Things have changed – sustainability is in, and younger consumers are vigilant about their fragile future. Christine Gould, CEO of Thought for Food, mentions that what used to be called corporate social responsibility is today’s business as usual. “It’s really cool to see that companies are raising lots of money, showing that this is not a trend; it’s a real phenomenon. These types of solutions were considered niche 5-6 years ago, and now they’re creating a lot of momentum in the market outside the usual investment areas,” she says. 

Tech-powered agriculture

What do you do when there’s not enough water – a threat that is very real? Israel already faced this situation, and a hostile, dry land couldn’t stop their advanced agriculture. Yossi Vardi, the godfather of Israel’s hi-tech industry, explains that harsh conditions proved to trigger groundbreaking innovation. Israel started using a deep irrigation system that brings water to the root of plants, recycles 85 percent of its water, and champions desalination. 

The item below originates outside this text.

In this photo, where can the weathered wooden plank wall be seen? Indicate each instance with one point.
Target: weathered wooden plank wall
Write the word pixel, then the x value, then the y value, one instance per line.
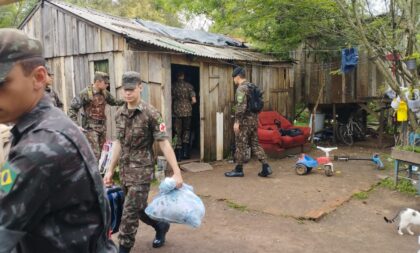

“This was one end of the equation – the other end was to develop products, plants, and trees which are using less water per unit of output. The scarcity of resources drove the technology,” Yossi says, painting a picture of a future that may be ahead for many countries.

Having solved the resource problem, Israel managed to bring tech into growing its food supplies. “We developed a whole industry of greenhouses where we’re raising vegetables in a very effective way. I invite anyone interested in going to YouTube and searching Israel tomato growing, and you will see tens of videos showing a variety of technologies,” Yossi suggests. The startup nation also looked into the problem of bee reduction, which means threatened pollination. Potentially catastrophic, so Israeli scientists are working on robots that supplement pollination by gently shaking flowers. 

Nutrition is key

Excellent, we have sustainable food; now it needs to be popularized. Tastiness is a must – and in the age of the empowered consumer, its benefits need to be clear. The producers need to master communication to spread awareness about nutrition and dispel misconceptions. 

“We’ve gone past the eras of big misunderstanding where we were brought up associating certain things – calcium is only in milk, or that protein is steak or chicken. We’re in the space of altering perceptions where that thing that you need, you can attain it on a nutritional level or on a functional level from the products we provide,” George Vou pinpoints. Christine agrees that focus on nutrition has been heightened, and companies can’t compete simply on sustainability and supply chain security. Health is another huge selling point. 

No to food waste

One third of the food intended for human consumption every year – around 1.3 billion tons – is wasted or lost. This is enough to feed 3 billion people – approximately three times more than are currently starving. Moreover, if we managed to stop wasting food, we’d cut down 8 percent of our emissions. Smaller initiatives such as community fridges or even dumpster diving have been ongoing, but the bigger picture is yet to be solved – and that picture is truly enormous. Some startups have already started doing the work: such as Too Good to Go, an app that allows its users to purchase unsold food from top eateries at the end of service to prevent it from being thrown away. 

Will we look back at our past eating habits and shake our heads in ten or twenty years? 

It seems that if we want to have a place to live, our eating habits, food production, and food distribution will look different: and that’s an opportunity just waiting to be grasped.